Dar tudo, sem nada querer receber em troca (Jo 3,16). Dar tudo, para os que nada mereciam, porque ainda no pecado e na desobediência (Rm 5,8). Naquele rosto desfigurado brilha a mais pura luz do amor de Deus: Tu és o mais belo dos filhos dos homens.

A ressurreição não cancela o rosto humano de Jesus. O ‘trans-forma’ e lhe restitui a glória originária. É aqui que se encontra a decisiva motivação teológica da insistência com a qual os primeiros testemunhas anunciaram com força a identidade entre o crucificado e o ressuscitado.

A ressurreição, e a conseguinte ascensão aos Céus, não nos afasta do rosto de Jesus Cristo. Este se reflete na sua Igreja, novo “resplendor de sua glória”. A Igreja, que ‘faz’ a Eucaristia, que nos ‘’ a Eucaristia, que ‘vive’ da Eucaristia. A Igreja, Corpo de Cristo, “Corpus Christi verum[11], tem um rosto e uma voz. Pode ser vista e ouvida.

A história do Nazareno continua.

Tenho dito. Muito obrigado pela vossa atenção.

[1] Agostinho, Enarratio in Psalmum XXVI, in PL 36,198: «Quaesivi non a te aliquod extra te praemium, sed vultum tuum… non enim vile aliquid sed vultum tuum, Domine, requiram ut grátis te diligam, quia pretiosus aliquid non invenio».

[2] Cf. G. Von Rad, La sapienza in Israele, Neukirchen 1970, pp. 75-101.

[3] Cf. C. Valenziano, Bellezza del Dio di Gesù Cristo, Gorla 2000; G. Drobot, La lettura delle icone, Bologna 2000.

[4] H.U. Von Balthasar, Sponsa Verbi. Saggi Teologici II, Brescia 1972, pp. 455-458.

[5] F. Rosenzweig, La Stella della redenzione, Casale Monferrato 1985, pp. 452-453.

[6] Cf. F. Gil Hellin, Dei Verbum, Citta del Vaticano 1993, nota 20. Interessante, neste contexto, é também o fato que o pedido do Card.

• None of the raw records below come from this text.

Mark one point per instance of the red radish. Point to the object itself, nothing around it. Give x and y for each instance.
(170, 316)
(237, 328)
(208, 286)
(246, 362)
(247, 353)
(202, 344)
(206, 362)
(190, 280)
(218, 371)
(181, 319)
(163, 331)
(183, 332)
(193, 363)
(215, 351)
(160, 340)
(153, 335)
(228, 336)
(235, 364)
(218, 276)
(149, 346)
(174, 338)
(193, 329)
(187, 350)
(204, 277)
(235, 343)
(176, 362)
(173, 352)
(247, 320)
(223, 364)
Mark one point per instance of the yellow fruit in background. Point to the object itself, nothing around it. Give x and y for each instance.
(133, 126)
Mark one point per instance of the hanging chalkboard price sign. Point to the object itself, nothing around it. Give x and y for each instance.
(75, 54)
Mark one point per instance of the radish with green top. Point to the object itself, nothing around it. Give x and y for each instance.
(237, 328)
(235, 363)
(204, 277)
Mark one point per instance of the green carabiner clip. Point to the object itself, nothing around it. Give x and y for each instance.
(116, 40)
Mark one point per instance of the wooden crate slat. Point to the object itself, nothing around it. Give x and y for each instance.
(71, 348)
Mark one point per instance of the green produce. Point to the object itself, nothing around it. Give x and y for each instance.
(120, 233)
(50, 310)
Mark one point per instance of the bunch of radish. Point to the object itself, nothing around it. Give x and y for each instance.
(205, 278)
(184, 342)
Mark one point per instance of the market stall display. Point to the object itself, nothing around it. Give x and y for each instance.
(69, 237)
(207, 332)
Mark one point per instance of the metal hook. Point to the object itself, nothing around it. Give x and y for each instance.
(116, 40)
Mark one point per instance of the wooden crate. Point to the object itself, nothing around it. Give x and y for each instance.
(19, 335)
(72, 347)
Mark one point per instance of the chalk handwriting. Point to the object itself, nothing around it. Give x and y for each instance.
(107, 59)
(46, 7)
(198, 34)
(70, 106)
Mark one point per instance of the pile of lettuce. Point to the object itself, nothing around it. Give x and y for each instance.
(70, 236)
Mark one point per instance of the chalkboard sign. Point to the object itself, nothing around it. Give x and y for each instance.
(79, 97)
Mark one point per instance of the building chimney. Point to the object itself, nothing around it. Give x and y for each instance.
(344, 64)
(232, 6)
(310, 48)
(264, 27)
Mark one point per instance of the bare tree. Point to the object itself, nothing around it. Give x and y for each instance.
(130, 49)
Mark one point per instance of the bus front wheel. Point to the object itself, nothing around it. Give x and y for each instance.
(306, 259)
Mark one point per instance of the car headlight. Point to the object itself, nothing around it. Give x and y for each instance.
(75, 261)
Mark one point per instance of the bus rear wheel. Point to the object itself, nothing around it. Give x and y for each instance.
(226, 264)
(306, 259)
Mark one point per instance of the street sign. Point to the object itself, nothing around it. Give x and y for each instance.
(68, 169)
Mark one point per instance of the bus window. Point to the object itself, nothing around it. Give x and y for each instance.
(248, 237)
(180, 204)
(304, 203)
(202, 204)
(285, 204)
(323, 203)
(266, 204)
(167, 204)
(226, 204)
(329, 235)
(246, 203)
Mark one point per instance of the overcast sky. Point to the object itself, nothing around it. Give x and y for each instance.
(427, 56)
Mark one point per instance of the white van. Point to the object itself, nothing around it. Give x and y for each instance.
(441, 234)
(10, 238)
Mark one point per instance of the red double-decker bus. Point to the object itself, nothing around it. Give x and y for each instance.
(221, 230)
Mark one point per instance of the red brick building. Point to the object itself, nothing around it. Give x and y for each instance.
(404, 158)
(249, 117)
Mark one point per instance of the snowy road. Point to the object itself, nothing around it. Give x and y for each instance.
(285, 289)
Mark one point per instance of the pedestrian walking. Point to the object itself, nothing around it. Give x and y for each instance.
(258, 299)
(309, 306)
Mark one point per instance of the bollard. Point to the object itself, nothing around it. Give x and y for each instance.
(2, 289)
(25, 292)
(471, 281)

M. Brown de antecipar o “verbis” ao “gestisque” não foi acolhido (cf. Ibidem, p. 544).

[7] Cf. H. U. von Balthasar, Guardare, credere, mangiare, in Sponsa Verbi. Saggi Teologici II, pp. 473-474.

[8] O. Clément, Il volto interiore, Milano, 1978, p. 31.

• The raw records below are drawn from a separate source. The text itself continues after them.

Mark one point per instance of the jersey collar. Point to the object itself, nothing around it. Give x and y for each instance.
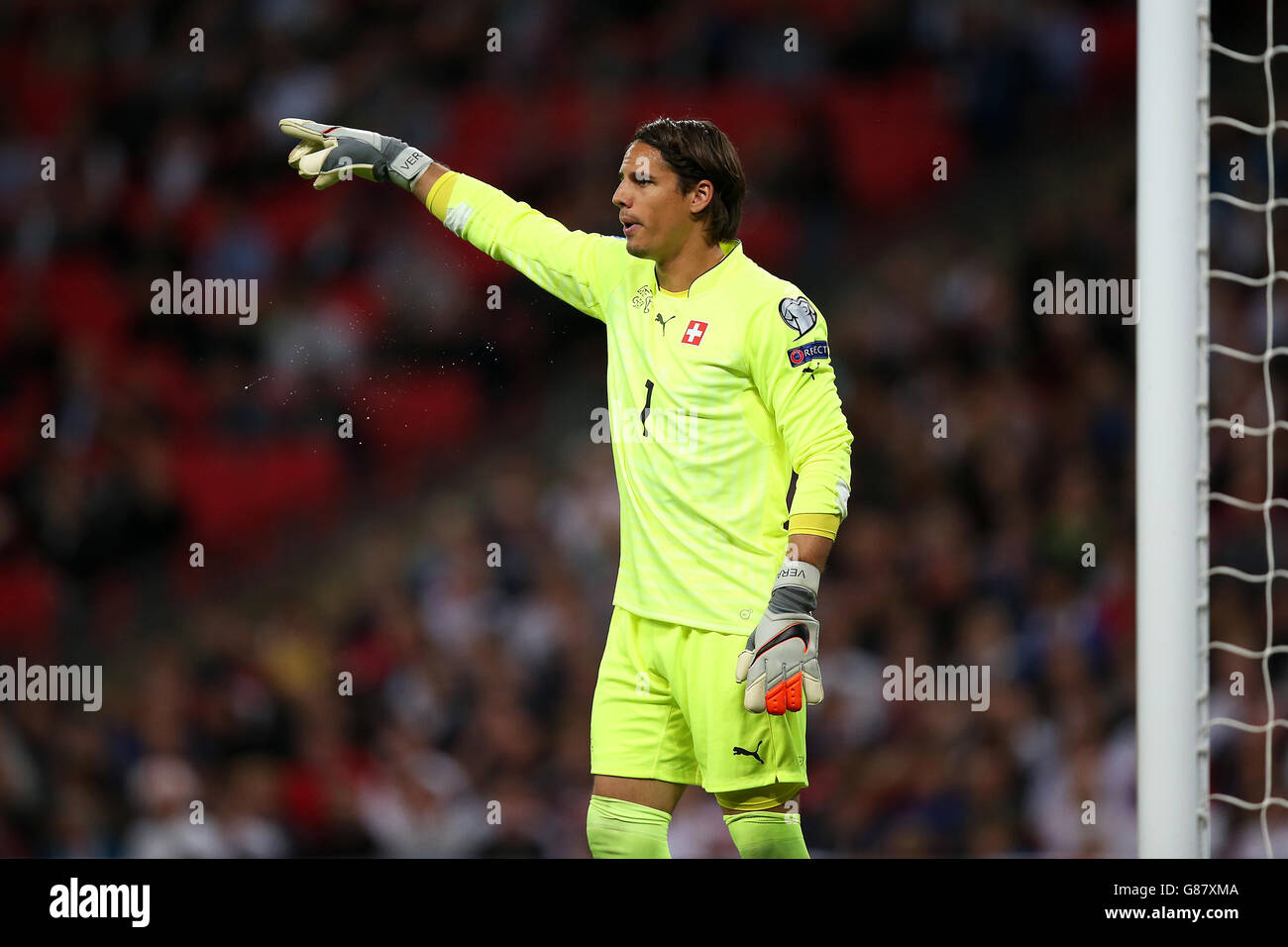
(712, 277)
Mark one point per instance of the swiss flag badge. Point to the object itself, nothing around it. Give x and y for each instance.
(695, 333)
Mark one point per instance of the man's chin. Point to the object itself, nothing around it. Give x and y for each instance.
(636, 250)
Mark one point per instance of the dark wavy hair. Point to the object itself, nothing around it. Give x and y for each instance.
(699, 151)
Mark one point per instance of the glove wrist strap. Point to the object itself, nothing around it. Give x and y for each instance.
(407, 165)
(797, 587)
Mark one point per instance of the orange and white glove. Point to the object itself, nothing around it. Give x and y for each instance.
(780, 665)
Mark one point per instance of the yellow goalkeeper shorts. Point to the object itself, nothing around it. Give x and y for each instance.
(668, 707)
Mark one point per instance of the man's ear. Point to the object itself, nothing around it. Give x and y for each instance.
(700, 196)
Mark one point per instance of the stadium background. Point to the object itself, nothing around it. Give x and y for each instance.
(473, 684)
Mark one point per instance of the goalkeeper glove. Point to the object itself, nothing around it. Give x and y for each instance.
(333, 153)
(781, 659)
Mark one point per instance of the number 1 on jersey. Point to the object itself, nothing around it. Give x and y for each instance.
(648, 405)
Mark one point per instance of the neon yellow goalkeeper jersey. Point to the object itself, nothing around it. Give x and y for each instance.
(713, 398)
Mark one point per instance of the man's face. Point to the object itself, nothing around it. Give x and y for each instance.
(655, 214)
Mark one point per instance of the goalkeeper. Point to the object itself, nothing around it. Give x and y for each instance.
(719, 385)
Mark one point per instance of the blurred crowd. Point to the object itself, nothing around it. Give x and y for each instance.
(386, 644)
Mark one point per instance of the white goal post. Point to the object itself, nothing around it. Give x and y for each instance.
(1175, 352)
(1170, 440)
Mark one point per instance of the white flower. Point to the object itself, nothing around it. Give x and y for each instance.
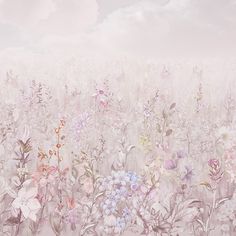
(5, 189)
(27, 203)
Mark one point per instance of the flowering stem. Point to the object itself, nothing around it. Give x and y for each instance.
(19, 223)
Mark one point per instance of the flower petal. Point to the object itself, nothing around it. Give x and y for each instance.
(16, 203)
(32, 216)
(25, 211)
(22, 192)
(34, 204)
(31, 193)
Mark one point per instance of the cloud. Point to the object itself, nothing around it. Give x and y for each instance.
(146, 29)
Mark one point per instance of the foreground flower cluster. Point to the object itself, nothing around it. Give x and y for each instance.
(95, 163)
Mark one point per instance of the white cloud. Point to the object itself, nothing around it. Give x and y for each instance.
(136, 28)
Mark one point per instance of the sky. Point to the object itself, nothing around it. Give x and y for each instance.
(141, 29)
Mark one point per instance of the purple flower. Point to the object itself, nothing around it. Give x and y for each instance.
(170, 164)
(181, 154)
(189, 173)
(214, 164)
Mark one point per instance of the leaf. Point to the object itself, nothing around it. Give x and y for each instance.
(221, 201)
(98, 195)
(168, 132)
(86, 228)
(74, 172)
(12, 221)
(172, 106)
(164, 115)
(207, 185)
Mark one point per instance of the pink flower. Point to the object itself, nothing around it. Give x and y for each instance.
(27, 202)
(170, 164)
(214, 164)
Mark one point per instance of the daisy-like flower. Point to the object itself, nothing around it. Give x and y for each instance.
(27, 202)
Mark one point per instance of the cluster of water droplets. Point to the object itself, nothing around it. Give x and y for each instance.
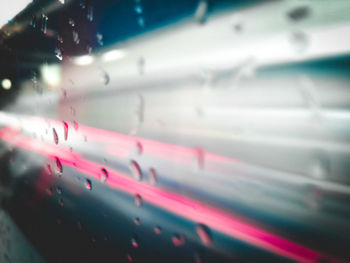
(139, 10)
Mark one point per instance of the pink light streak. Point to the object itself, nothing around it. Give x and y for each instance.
(220, 220)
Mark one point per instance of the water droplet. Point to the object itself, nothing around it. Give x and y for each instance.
(88, 184)
(138, 9)
(33, 22)
(99, 38)
(157, 230)
(59, 39)
(44, 19)
(139, 148)
(200, 157)
(59, 190)
(76, 125)
(79, 225)
(141, 65)
(75, 35)
(72, 111)
(129, 257)
(103, 175)
(201, 12)
(196, 258)
(153, 176)
(65, 129)
(105, 77)
(313, 198)
(138, 200)
(141, 109)
(299, 41)
(59, 166)
(136, 170)
(141, 21)
(204, 234)
(90, 13)
(71, 22)
(82, 5)
(178, 240)
(58, 54)
(299, 13)
(55, 136)
(320, 165)
(49, 169)
(137, 221)
(134, 241)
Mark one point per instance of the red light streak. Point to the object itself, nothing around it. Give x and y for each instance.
(220, 220)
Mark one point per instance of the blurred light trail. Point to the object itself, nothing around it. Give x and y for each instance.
(217, 219)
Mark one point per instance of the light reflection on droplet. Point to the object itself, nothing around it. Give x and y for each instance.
(129, 257)
(153, 176)
(90, 13)
(178, 240)
(75, 125)
(134, 241)
(88, 184)
(44, 19)
(201, 12)
(299, 41)
(135, 170)
(137, 221)
(58, 54)
(157, 230)
(65, 129)
(55, 136)
(204, 234)
(59, 166)
(138, 200)
(103, 175)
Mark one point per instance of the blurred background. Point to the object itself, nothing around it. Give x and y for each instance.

[9] K. Barth, La resurrezione dei morti, Casale Monferrato 1984, pp. 93-94.

[10] Eusébio, História Eclesiástica, VII, 18.

[11] Sobre o tema da Igreja como “Corpus Christi verum”, e da Eucaristia como “Corpus Christi mysticum”, e da sucessiva inversão terminológica que ocorreu entre estes dois termos, cf. H. de Lubac, Meditazione sulla Chiesa, Jaca Book, Milano 1993, pp. 77-82.